A pink taxi

A pink taxi

November 15, 2010

College Applications



For many years, January 15 was an important deadline for me. College and graduate school applications were  always due by then. Most of the time, I used to send in these applications at least a month before the deadline. I wanted to be sure Christmas mail would not come between me and my destiny!



So thus, my siblings and I tried our luck, without the college counselors and SAT tutors other American kids may have benefitted from. As the eldest, I filled out applications with little help, outsourcing uncles and aunts to proofread my essays. I had applied to ten universities and got accepted at three of them.  I was venturing into a new cultural paradigm. Having been French educated, which emphasizes writing and analysis, I now had to take a multiple choice exam, with only one single answer that could be correct! In the long essays I wrote fore each university, I attempted to highlight my talents and discuss my extracurricular activities. This entire process was certainly challenging.



From my own experience I derived what I could to tutor my younger siblings when they had reached that major step in their lives. I bought SAT books years ahead of time for them, and sat them down every summer to prepare them in the multiple choice method. I would quizz my brothers on English vocabulary, and we would always joke that those words could only be found on an SAT exam, they seemed so obscure. I tutored my sister on the maths section, even though they were beyond her level, until she got the logic of the exam, and understood how to eliminate options till she reached the correct one. Today, I am tempted to go into the college counseling business in Dubai,  to create a tutoring system that would assist international students in their college choice, help them fill out their applications in a way that would make them shine, and tutor them for the SATs.

After all the hard work, there are months of silence, when no correspondence is sent between applicant and the Office of Admissions. Each of us go back to our final year of high school, preparing for the Baccalaureat, and anxiously awaiting the Spring to hear the offers and rejections. No experience  rivals the thrill of receiving a letter or better yet an acceptance  in a large envelope from an Office of Admissions. I remember  being in boarding school in Geneva, circa April 1988, and excitedly discovering the large envelopes from Emerson College (for media) Tufts University and Smith College. I chose the most mysterious of the three colleges, yet most reputable of them all. It was a difficult decision to  choose to attend a women's college in rural Massachusetts. Yet a as soon as I accepted the offer from Smith I felt a huge burden lift off of my mind, and I knew that no matter what the outcome of those baccalaureat exams, my academic future had a certainty. Feeling less pressured enabled me to excel eventually at the Bac, and I received honors enough to propel me a year ahead in college.





However, the most memorable college acceptance letter was the one my sister received from Stanford University. She had chosen the school as an Early Decision, showing them her commitment if she were to be accepted. It was hard for her to turn her back on her acceptance to Swarthmore College however! When the postman arrived that day in Boston, where she was visiting me while studying for her own Bac examination during her Spring break, we jumped for joy at the sight of the large envelope with the Stanford Redwood tree on it.  We cried and celebrated her next three years (she also received honors for her Bac and finished college on the fast track)!

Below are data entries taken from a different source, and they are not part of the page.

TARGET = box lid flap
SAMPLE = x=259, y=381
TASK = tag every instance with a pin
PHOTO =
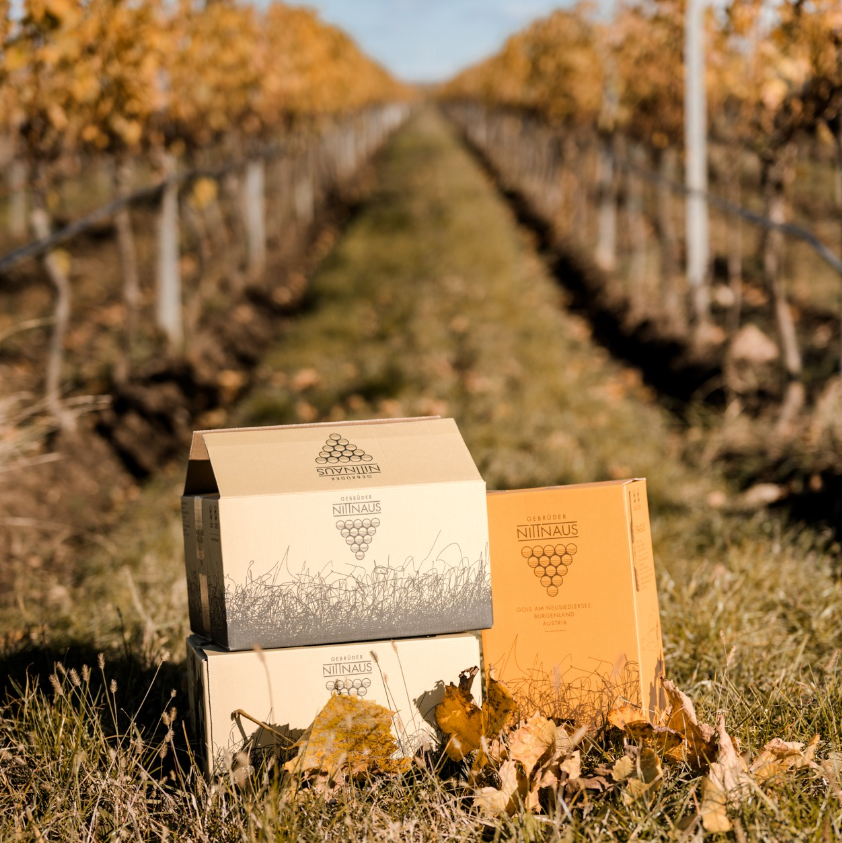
x=311, y=458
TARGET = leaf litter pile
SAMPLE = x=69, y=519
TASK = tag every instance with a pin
x=503, y=763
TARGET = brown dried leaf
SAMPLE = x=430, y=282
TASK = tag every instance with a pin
x=508, y=797
x=779, y=756
x=498, y=709
x=646, y=779
x=726, y=785
x=699, y=738
x=625, y=715
x=471, y=728
x=529, y=743
x=635, y=724
x=460, y=718
x=623, y=768
x=349, y=737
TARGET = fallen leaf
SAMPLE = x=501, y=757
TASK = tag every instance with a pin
x=778, y=756
x=726, y=784
x=498, y=709
x=470, y=728
x=637, y=726
x=529, y=743
x=460, y=718
x=625, y=715
x=508, y=797
x=350, y=737
x=623, y=768
x=646, y=778
x=699, y=745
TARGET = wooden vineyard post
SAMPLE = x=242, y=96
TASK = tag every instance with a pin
x=61, y=284
x=637, y=230
x=777, y=170
x=669, y=242
x=304, y=198
x=695, y=142
x=17, y=198
x=837, y=137
x=735, y=246
x=254, y=207
x=168, y=312
x=128, y=261
x=606, y=244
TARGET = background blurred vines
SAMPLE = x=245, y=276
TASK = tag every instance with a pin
x=235, y=122
x=589, y=121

I am certain that American higher education remains the best in the world. I also observe that competition is increasing as more talented students from across the world desire the same limited places offered by these top universities. I have not changed the formula for my children, understanding that the cultural paradigm will also eventually be a challenge for them. They will have the same difficulties understanding the new grading system, sitting for multiple choice exams in the English language, typing papers in college that are structurally so different from those they will write for the Bac.  I am confident, that somewhere, somehow, their involvement in arts and sports will lead them to their academic destiny, somewhere on that map of the United States.


2 comments:

  1. The Patriarch of our family was my uncle who was a political leader in Lebanon.He lived to be 95,and my children had the privilege of getting to know him,and benefit from his wisdom, when he was in exile in Geneva in the 80's.His strength was his charm and his love for the new generations of our family.I remeber asking him where our blogger should go when she got accepted to many US universities,including some that offered her a full scholarship.He mused and said of course Harvard,since at the end of the day,people look at the fame of the institution.Ever since,he used to call her:"Za'aimat Harvard" which meant the leader from Harvard.